“If I have seen further than others, it is by standing upon the shoulders of giants.” Isaac Newton
One of the largest sources of confusion with new users of our software is the word “templates.” In most environments, workouts are named based off of who they are for and when they are performed (Women’s Basketball Winter Day 1). These types of workouts may be recycled and used with the same team a year later, but how does someone know what ‘Women’s Basketball Winter Day 1’ really is? If ‘Women’s Basketball Day 1’ is the most effective workout to improve a specific goal, how can anyone else possibly use it if they aren’t coaching Women’s Basketball or if it isn’t the 1st day of the week? In our software, workouts are instead called templates. Generally, templates are named after the goal and created with the intent of being shared and used (e.g. “Load 1 Explode 1” to improve those force plate variables).

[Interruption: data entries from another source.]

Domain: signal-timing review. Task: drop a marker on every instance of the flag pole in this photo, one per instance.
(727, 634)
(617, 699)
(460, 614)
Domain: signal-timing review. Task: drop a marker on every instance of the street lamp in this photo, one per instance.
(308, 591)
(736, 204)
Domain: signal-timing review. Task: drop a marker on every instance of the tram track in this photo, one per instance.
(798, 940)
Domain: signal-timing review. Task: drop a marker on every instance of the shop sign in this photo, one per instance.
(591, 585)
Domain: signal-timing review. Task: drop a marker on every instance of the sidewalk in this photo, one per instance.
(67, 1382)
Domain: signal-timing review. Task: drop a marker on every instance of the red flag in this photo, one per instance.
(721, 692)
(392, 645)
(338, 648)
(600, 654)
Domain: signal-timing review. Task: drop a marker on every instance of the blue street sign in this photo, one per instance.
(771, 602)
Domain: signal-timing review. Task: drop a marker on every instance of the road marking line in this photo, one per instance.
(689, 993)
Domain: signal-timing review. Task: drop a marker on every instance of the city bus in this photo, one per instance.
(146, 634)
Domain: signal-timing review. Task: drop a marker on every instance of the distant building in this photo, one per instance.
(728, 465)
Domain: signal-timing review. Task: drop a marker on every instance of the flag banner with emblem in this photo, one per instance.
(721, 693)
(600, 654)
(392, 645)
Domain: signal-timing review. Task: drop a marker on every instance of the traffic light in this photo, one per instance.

Why Share Templates? The idea of working in a team is that greater things can be be achieved as a collective whole rather than the sum of it parts. The quote on google scholar’s search page from Issac Newton is ‘stand on the shoulders of giants’ which plays to the mindset of research where everyone makes their information publicly available. This is the only way that medical/science research progresses – by sharing and building upon what others have done. The industry of sports performance and even staffs within an organization don’t operate this way. Everyone in the department has the same goal; keep athletes healthy and improve performance, but are they truly collaborating or just working in the same building together? If the guy sitting across the hall from you wrote the most effective template in the world to improve EXPLODE and had the results to prove it, would you use it? Or you could continue to guess what works… and put your pride ahead of the health of your athletes.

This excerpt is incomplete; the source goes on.